Lastly, we conducted a series of sensitivity analyses. To assess the completeness of data, we required patients to have at least one confirmed clinical activity between 30 and 90 days post-index date. We also applied a grace period of 90 days to assign patients to first-line maintenance therapy or active surveillance groups and restricted the analysis to patients whose index date was on or after January 1, 2017, to align with PARP inhibitor commercial availability. All analyses were performed using SAS® 9.4 (SAS Institute Inc., Cary, NC).
Study Ethics
This study complied with all applicable laws regarding patient privacy. Institutional review board approval of the study protocol was obtained before study conduct and included a waiver of informed consent.
Results
Participants
In total, 1920 patients with advanced ovarian cancer diagnosed between January 1, 2011 and February 28, 2021 and who met all eligibility criteria were included in the analysis (Fig. 1). Of these, 426 patients (22.2%) received maintenance therapy within 120 days of completing first-line treatment and were placed into the maintenance therapy cohort; 1494 patients (77.8%) did not receive maintenance therapy and were placed in the active surveillance cohort. Among the patients who received first-line maintenance therapy, 43.7% received bevacizumab-containing regimens, 35.0% received a PARP inhibitor, 5.4% received bevacizumab plus PARP inhibitor combination therapy, and 16.0% of patients received other agents. Focusing on PARP inhibitors, 13.1% (56/426) in the maintenance therapy cohort received niraparib monotherapy, 18.1% (77/426) received olaparib monotherapy, and 1.6% (7/426) received rucaparib monotherapy.
Patient attrition chart for the selection of patients with advanced ovarian cancer who received first-line platinum-based chemotherapy prior to cloning and IPC weighting. aPatients who underwent debulking surgery and were missing either the surgical date or postoperative residual disease status were excluded. bPatients with incomplete medical history within 90 days of diagnosis or debulking surgery (no visit or non-cancelled medication order within 90 days of diagnosis or debulking surgery) were excluded. cPatients who received maintenance treatment within 120 days of the end of first-line therapy (index date). dPatients who did not receive maintenance treatment within 120 days of the end of first-line therapy (index date). 1L, first-line; 2L, second-line; IPC, inverse probability of censoring; PARP, poly(ADP-ribose) polymerase
Overall, the majority of patients originated from a community practice (1685/1920, 87.8%).
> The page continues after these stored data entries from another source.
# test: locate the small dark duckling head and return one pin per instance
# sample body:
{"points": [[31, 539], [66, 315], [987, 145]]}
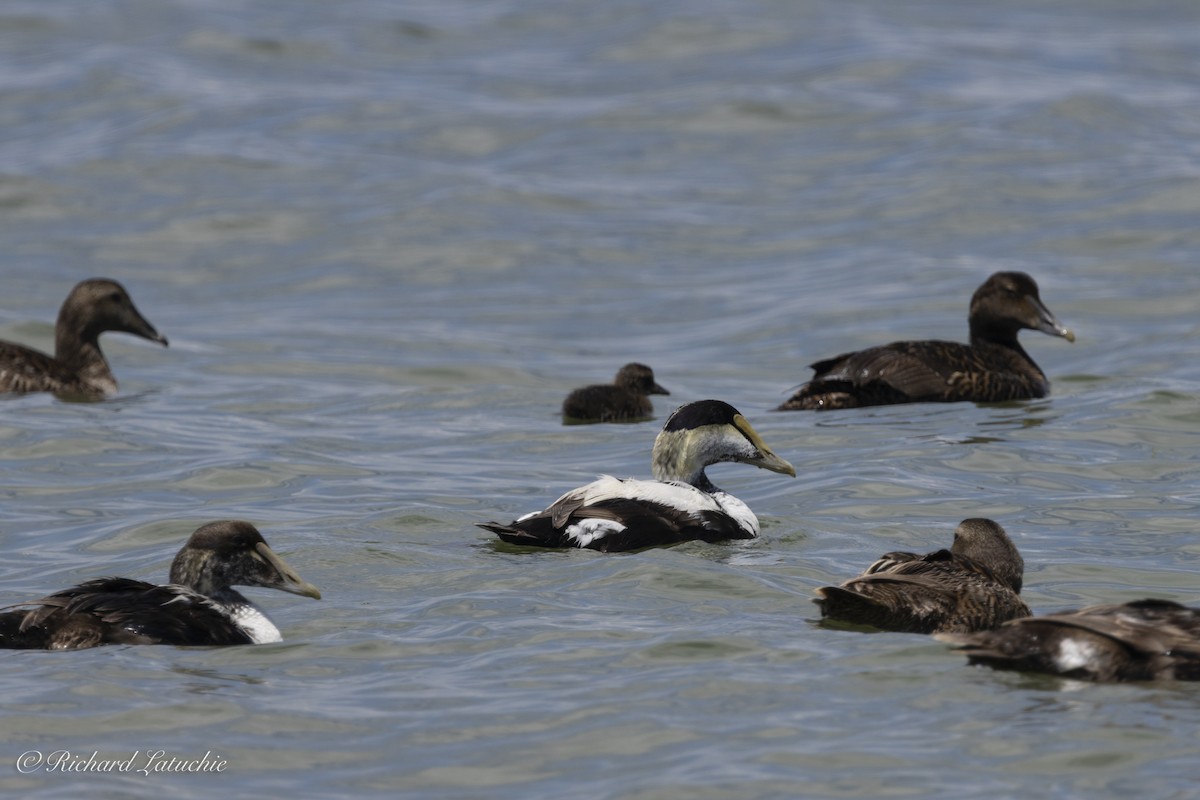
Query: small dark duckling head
{"points": [[985, 542], [1007, 302], [228, 553], [639, 379], [709, 432], [100, 305]]}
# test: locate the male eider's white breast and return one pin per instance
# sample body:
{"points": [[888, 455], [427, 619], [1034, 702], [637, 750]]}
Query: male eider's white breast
{"points": [[672, 497]]}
Demographic characteristics at index were generally similar across the maintenance therapy and active surveillance cohorts prior to cloning and IPC weighting (Table 1). However, the proportion of patients who had stage IV disease at diagnosis (40.4% and 31.7%), BRCAm disease (19.5% and 11.2%), ECOG performance status 0–1 (76.1% and 66.4%), and originated from a community practice (93.2% and 86.2%) was larger in the maintenance therapy cohort than in the active surveillance cohort.
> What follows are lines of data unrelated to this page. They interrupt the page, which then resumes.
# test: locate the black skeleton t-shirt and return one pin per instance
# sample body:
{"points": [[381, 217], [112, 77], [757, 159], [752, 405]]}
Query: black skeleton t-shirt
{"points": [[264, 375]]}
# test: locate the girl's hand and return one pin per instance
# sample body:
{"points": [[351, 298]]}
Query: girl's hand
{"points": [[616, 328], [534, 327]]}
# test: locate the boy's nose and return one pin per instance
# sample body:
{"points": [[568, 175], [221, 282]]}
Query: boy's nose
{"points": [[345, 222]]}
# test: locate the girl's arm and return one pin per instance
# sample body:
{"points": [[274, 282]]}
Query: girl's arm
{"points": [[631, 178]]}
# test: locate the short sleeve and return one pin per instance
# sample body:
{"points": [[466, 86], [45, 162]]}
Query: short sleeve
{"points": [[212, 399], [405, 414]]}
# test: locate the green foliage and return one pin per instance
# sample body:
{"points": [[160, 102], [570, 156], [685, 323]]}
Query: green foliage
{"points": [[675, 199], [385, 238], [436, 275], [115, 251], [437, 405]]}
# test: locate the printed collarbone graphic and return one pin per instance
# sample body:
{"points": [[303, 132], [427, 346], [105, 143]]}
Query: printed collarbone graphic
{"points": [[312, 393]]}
In terms of timing, 70.7% of maintenance therapy patients (301/426) and 41.6% of active surveillance patients (622/1494) had an index date on or after January 1, 2017. Within the maintenance therapy cohort, 59.1% of patients (110/186) who received bevacizumab-containing regimens, 100% of patients who received PARP inhibitor monotherapy or bevacizumab plus PARP inhibitor combination therapy (n = 172), and 27.9% of patients (19/68) who received other agents had an index date on or after January 1, 2017. In terms of risk classification, almost all patients in the maintenance and active surveillance cohorts had at least one high-risk factor (95.3% and 96.7%, respectively). The distribution of patients by cumulative number of high-risk factors was similar across cohorts, with the highest proportion of patients having two high-risk factors (maintenance therapy, 32.4%; active surveillance, 34.2%; Fig. 2). The post–IPC-weighted key baseline characteristics were generally similar between the maintenance treatment and active surveillance cohorts (see supplemental methods and Figs. S2 and S3 for standardized mean differences).
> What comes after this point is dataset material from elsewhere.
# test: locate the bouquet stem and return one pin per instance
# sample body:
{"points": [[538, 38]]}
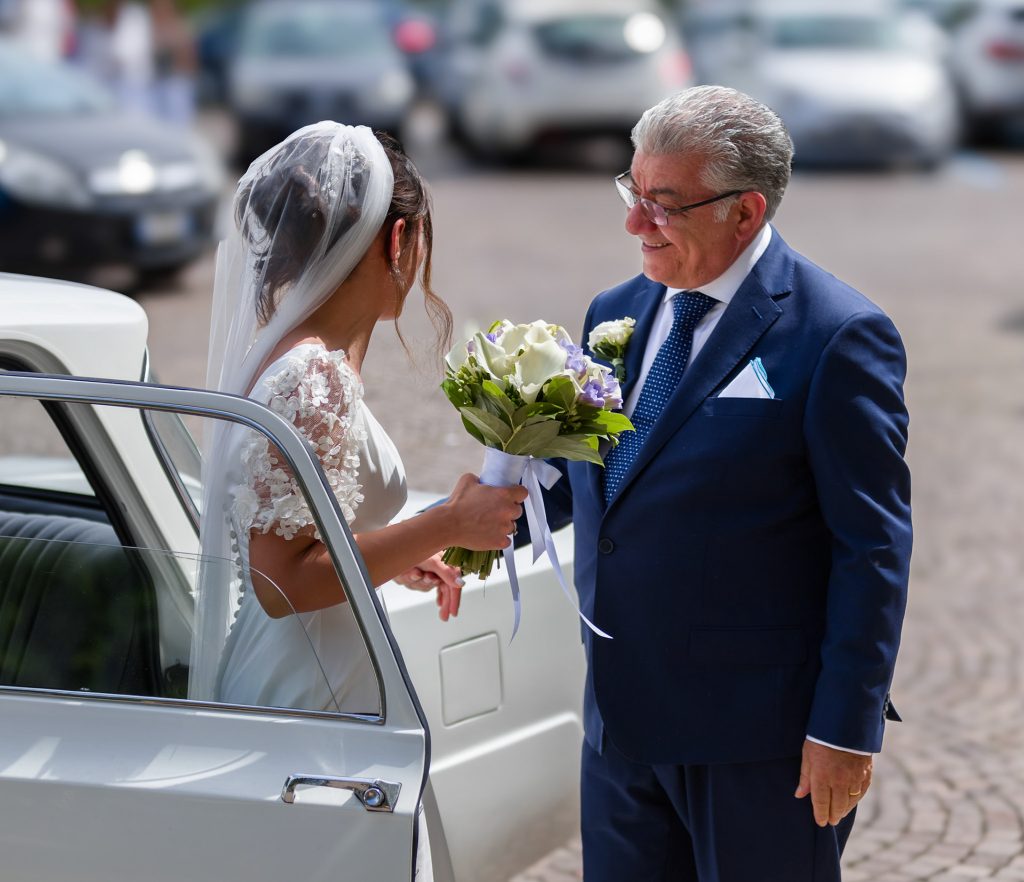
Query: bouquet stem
{"points": [[500, 469]]}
Percentage of patients by cumulative number of high-risk factors prior to cloning. The percentage of patients by cumulative number of high-risk factors present in the a maintenance therapy cohort and b active surveillance cohort. Patients who did not undergo debulking surgery were assumed to have visible residual disease
TTNT and OS
By the end of follow-up, 59.6% (254/426) and 82.3% (1230/1494) of patients in the maintenance therapy and active surveillance cohorts, respectively, progressed to second-line therapy or died. The IPC-weighted median TTNT for patients in the maintenance therapy cohort was 13.3 months (95% CI 11.7–15.8) and 8.6 months (95% CI 8.0–9.5) in patients in the active surveillance cohort (Fig. 3a). Overall, 32.9% (140/426) of the maintenance cohort and 53.9% (805/1494) of the active surveillance cohort died during the study period. The IPC-weighted median OS in patients in the maintenance therapy cohort was 39.1 months (95% CI 32.5–48.6) and 38.4 months (95% CI 36.4–41.0) in patients in the active surveillance cohort (Fig. 3b). Sensitivity analyses results were consistent with the main analysis results.
Kaplan–Meier survival curves for TTNT and OS based on IPC-weighted cloning (N = 1920). Kaplan–Meier estimated a TTNT and b OS using IPC-weighted cloning method. IPC, inverse probability of censoring; TTNT, time to next treatment; OS, overall survival
TTNT and OS by Cumulative Risk
To assess whether there was an association with having multiple high-risk factors, TTNT and OS were evaluated by the cumulative number of high-risk factors in each cohort. Patients with more risk factors had shorter IPC-weighted median TTNT in both the maintenance and active surveillance cohorts (Fig. 4a, b). For patients with moderate risk (no high-risk factors), the IPC-weighted median TTNT was not reached (95% CI 12.7–not reached) in patients who received maintenance therapy and 26.4 months (95% CI 16.4–49.2) in patients who received active surveillance. In patients with one risk factor, the IPC-weighted median TTNT in the maintenance group was 19.3 months (95% CI 13.5–37.8) and 17.7 months (95% CI 13.5–22.3) in the active surveillance group. In patients with two and three high-risk factors, respectively, the IPC-weighted median TTNT was 17.2 months (95% CI 12.8–20.2) and 11.0 months (95% CI 8.2–13.8) in maintenance therapy patients and 10.2 months (95% CI 9.1–11.5) and 6.5 months (95% CI 5.8–7.4) in active surveillance patients. Patients with all four high-risk factors had the shortest IPC-weighted median TTNT in both cohorts (maintenance therapy, 7.0 months, 95% CI 6.2–8.8; active surveillance, 4.1 months, 95% CI 3.5–4.5). In addition, patients with more risk factors had shorter IPC-weighted median OS in both cohorts (Fig. 4c, d).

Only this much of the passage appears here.